Overall Pay Rates for Electricians
In 2012, the lowest paid electricians earned an annual wage of $30,000, while the highest paid electricians made more than $80,000. As a result, the median wage for electricians in 2012 was $49,840. In addition to these salaries, electricians are typically offered benefits packages as part of their employment. As an electrician, your benefit package will typically include health and dental insurance, paid vacation time, life insurance and 401k.
Electrician Salaries Based on Specialty
The salary that you are able to earn as an electrician is dependent upon the type of electrician specialty that you choose. For example, an industrial electrician specializes in the maintenance of factory and production equipment; a typical annual salary is $41,000. The salary of a commercial electrician responsible for the electrical equipment of large companies ranges between $50,000 to $75,000, and larger salaries are delivered to those who work for the government. In contrast, a residential electrician performs jobs in individual homes and can expect an average annual starting salary of $32,000.

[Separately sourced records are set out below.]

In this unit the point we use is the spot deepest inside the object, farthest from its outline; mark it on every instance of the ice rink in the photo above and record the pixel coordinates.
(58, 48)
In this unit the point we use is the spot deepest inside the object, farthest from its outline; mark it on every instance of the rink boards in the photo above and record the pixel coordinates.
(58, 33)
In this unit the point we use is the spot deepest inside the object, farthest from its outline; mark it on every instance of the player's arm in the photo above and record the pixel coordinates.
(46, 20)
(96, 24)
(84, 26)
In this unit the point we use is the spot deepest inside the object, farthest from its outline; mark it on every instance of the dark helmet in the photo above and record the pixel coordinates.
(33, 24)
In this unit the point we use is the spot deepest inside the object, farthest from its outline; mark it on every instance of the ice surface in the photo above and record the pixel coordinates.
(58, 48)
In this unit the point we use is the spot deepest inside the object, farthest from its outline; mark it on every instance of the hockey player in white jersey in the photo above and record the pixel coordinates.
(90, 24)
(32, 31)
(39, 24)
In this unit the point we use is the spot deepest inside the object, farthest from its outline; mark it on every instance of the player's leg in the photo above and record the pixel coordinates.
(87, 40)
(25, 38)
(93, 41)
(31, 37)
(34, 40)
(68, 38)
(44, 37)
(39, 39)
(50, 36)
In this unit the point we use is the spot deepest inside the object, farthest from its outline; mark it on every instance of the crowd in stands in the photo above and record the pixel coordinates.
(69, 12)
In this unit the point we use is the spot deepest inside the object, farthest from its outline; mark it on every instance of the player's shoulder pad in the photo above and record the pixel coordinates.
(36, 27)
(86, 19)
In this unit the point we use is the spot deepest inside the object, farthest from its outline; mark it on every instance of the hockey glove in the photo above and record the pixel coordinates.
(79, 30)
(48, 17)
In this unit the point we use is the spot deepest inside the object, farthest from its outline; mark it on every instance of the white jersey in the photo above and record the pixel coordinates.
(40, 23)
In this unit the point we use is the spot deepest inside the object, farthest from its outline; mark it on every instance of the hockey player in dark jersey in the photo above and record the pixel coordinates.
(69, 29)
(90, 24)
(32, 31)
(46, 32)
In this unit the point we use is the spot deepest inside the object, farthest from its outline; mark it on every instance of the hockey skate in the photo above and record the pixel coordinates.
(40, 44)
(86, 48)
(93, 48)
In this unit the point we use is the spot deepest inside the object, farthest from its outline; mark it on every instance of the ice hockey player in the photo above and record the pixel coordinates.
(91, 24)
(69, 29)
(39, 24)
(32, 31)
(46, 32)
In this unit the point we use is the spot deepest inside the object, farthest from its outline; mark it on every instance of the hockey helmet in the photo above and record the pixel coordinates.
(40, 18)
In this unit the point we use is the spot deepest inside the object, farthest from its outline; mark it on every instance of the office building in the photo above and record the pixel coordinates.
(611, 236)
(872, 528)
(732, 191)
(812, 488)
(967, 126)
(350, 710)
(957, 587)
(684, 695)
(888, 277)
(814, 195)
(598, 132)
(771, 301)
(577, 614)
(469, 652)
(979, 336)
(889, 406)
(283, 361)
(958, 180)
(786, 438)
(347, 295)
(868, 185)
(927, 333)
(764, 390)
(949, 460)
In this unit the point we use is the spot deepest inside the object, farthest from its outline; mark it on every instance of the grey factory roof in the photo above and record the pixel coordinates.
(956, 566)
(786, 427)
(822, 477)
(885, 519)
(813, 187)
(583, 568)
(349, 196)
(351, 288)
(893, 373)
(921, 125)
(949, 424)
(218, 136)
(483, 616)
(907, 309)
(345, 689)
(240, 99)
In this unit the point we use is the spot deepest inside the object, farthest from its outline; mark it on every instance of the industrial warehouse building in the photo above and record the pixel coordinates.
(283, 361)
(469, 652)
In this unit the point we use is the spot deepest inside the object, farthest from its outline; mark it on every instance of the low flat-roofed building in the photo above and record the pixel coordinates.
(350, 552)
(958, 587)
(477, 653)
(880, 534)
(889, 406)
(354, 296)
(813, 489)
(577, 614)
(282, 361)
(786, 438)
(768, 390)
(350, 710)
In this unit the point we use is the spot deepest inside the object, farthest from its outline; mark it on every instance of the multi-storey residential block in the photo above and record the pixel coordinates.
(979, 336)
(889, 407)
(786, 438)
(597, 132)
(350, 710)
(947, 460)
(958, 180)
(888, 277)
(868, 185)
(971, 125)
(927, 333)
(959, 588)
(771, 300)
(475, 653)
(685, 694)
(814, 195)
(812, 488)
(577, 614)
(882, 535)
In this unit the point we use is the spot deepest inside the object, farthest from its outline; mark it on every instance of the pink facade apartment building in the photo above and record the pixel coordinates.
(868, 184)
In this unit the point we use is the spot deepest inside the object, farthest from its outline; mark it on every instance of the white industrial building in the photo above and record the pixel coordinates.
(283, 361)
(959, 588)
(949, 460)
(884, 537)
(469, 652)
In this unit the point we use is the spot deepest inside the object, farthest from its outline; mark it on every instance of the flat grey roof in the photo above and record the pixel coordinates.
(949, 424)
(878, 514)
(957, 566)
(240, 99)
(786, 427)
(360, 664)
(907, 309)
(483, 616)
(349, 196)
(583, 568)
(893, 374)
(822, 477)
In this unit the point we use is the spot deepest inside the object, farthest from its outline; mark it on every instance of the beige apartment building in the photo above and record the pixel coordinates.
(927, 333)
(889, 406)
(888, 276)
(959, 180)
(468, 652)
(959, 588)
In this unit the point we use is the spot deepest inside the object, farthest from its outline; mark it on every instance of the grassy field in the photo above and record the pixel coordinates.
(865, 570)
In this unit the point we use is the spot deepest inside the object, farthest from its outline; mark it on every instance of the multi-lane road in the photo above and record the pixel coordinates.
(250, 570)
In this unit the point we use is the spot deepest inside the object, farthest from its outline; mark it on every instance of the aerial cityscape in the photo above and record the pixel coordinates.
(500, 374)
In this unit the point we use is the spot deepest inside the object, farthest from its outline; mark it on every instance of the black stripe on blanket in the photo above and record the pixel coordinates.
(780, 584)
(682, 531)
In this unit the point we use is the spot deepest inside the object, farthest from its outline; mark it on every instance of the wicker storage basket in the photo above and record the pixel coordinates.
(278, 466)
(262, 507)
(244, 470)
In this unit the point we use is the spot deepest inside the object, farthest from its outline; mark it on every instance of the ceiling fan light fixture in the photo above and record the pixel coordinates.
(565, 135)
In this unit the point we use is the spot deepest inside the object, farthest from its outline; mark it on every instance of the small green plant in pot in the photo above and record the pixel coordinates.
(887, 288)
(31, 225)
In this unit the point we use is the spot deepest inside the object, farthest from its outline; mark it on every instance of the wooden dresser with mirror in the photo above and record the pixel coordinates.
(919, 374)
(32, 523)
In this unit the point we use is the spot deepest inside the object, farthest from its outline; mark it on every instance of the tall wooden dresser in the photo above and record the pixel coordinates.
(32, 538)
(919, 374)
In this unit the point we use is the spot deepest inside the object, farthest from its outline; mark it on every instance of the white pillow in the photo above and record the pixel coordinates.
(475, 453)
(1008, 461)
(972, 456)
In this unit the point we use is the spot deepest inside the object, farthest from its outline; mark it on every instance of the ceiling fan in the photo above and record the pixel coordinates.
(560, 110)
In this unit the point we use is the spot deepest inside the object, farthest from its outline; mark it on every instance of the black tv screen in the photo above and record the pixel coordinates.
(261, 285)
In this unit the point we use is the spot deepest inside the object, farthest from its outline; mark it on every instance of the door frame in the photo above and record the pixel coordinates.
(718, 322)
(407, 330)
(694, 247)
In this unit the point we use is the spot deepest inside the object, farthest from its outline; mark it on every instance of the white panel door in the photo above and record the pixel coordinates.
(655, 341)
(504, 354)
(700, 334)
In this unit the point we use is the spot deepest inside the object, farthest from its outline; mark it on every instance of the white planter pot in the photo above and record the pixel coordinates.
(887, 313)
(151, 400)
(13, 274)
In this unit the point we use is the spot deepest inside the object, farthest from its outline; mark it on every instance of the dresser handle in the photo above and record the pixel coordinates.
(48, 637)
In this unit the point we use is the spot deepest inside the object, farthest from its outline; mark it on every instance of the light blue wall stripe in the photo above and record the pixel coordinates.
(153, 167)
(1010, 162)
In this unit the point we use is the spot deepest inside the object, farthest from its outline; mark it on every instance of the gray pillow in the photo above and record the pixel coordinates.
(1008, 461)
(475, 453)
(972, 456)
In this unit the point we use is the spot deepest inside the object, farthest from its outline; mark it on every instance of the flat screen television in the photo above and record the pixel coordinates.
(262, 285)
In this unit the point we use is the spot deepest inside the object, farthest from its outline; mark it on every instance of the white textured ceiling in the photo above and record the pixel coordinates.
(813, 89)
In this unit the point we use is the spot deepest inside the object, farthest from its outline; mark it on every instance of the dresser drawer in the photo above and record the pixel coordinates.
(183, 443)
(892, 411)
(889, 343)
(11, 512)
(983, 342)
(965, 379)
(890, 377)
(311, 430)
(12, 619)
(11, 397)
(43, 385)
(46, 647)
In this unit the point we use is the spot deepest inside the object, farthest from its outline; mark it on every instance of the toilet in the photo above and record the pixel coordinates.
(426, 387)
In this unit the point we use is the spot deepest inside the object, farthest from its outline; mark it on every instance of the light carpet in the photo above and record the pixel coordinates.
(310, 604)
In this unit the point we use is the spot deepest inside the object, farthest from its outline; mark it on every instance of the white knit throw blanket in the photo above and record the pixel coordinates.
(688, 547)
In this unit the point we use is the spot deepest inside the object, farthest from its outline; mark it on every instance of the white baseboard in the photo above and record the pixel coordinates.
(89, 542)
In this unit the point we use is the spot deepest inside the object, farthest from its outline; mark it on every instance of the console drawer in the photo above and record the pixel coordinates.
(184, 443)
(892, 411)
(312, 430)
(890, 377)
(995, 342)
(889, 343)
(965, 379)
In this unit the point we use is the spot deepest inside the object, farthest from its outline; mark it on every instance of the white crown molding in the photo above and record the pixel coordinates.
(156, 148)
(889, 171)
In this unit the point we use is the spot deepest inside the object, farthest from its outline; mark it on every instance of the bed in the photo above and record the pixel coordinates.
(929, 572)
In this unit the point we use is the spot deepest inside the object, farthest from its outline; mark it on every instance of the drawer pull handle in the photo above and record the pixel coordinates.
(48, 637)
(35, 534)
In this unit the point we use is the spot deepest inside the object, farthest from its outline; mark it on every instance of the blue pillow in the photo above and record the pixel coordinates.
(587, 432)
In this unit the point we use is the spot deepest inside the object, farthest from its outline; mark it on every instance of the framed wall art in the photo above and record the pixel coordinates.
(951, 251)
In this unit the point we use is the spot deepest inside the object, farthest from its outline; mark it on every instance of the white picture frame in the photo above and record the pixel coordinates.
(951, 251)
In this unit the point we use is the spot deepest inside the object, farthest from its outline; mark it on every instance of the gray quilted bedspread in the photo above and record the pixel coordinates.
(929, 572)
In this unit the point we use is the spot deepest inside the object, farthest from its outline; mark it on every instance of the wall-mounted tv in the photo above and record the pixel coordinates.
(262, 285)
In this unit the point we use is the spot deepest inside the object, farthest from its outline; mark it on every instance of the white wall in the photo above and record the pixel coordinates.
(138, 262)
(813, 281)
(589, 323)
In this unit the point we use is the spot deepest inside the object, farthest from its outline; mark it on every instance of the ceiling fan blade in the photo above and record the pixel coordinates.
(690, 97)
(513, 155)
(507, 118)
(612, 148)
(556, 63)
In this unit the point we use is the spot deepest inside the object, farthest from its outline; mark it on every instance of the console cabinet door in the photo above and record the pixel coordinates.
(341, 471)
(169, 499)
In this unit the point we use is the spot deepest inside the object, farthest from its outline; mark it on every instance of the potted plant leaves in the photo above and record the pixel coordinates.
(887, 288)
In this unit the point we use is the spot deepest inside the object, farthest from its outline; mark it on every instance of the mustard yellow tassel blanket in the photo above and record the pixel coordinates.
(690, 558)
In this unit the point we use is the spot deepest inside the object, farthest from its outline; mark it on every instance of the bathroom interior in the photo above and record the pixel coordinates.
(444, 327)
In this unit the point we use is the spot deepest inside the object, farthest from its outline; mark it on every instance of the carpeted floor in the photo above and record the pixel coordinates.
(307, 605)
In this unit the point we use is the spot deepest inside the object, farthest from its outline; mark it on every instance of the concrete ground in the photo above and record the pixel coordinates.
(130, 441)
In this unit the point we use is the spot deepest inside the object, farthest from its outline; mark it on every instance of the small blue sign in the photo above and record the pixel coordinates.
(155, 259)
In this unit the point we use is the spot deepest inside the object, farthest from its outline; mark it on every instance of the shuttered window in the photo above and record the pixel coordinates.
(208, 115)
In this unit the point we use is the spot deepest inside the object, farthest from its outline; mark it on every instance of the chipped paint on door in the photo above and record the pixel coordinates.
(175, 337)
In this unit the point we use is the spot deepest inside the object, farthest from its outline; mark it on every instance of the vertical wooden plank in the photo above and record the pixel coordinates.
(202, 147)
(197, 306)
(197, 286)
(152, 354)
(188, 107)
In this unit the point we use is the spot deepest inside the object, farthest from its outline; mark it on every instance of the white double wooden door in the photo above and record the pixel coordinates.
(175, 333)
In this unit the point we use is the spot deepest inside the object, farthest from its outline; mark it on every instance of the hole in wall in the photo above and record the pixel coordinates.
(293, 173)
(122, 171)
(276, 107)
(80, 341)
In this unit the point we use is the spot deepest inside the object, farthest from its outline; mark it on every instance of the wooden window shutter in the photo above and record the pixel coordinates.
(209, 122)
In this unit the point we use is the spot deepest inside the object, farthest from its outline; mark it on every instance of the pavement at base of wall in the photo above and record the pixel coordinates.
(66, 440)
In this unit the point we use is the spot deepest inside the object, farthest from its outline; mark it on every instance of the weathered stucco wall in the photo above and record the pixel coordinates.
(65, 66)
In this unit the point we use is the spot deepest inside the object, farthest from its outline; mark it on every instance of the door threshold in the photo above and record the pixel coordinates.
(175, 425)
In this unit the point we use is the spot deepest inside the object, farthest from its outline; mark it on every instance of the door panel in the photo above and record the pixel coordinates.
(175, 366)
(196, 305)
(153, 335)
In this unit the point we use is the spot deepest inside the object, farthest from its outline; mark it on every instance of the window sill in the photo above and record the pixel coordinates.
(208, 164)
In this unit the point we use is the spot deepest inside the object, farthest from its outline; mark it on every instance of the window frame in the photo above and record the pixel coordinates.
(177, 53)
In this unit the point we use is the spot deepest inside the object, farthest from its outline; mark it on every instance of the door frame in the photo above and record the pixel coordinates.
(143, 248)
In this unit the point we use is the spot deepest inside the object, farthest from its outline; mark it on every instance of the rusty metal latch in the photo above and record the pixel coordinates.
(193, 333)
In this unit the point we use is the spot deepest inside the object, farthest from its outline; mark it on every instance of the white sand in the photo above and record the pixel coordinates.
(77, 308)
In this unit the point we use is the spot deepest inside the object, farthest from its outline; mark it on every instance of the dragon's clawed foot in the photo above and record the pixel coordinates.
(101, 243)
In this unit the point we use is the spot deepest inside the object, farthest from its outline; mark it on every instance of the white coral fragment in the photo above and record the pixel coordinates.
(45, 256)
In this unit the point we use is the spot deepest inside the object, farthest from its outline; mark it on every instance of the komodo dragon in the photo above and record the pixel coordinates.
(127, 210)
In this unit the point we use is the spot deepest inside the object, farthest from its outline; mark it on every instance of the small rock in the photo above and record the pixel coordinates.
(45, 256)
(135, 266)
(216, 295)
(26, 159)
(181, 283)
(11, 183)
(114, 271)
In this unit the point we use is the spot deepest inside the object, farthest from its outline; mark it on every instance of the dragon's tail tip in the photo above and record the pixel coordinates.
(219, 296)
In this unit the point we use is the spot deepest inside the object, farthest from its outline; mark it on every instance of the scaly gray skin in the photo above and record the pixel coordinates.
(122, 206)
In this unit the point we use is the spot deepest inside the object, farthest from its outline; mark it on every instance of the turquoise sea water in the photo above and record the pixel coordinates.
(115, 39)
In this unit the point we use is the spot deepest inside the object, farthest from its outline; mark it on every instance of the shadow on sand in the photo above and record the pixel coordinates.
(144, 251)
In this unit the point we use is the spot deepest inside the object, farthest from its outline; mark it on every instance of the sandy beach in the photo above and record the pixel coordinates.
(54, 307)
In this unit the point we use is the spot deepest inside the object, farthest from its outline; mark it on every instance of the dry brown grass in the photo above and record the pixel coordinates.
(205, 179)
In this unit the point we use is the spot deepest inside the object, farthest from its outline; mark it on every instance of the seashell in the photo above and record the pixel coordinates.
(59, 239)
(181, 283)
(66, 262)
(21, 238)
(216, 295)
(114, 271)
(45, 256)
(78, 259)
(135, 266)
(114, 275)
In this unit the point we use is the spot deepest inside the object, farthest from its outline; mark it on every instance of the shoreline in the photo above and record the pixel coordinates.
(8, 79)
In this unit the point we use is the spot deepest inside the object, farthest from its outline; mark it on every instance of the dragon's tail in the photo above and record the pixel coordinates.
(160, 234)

Regional Factors That Determine Salary
In general, you will make more as an electrician if you live in a major metropolitan area. The median salary for electricians in Trenton, New Jersey and San Francisco, California is more than $80,000. Electricians living in the city of New York enjoy an annual median salary of more than $79,000. Alaska, New York, Illinois, Oregon, and New Jersey are the states that average the highest annual mean salaries for electricians.
Advancement Possibilities for Electricians
The amount of experience that an electrician has definitely impacts their salary capabilities. In order to train to be an electrician, you will need to complete an apprenticeship; typical starting salaries are $20,000 per year. Once you have progressed to the level of completing tasks on your own without the supervision of another electrician, you will be a journeyman electrician and can expect to earn between $30,000 to $48,000 as a starting salary. After several years of work experience, you may become a master electrician responsible for overseeing the work of other electricians. At this job level, you will be responsible for obtaining work permits and can expect to earn at least $55,000 annually.
One of the benefits of becoming an electrician is the flexibility that the field provides. You will be able to choose from multiple areas of specialties, geographic locations, and employers if you become an electrician. Your salary potential is equally flexible and will heavily depend upon your other career choices.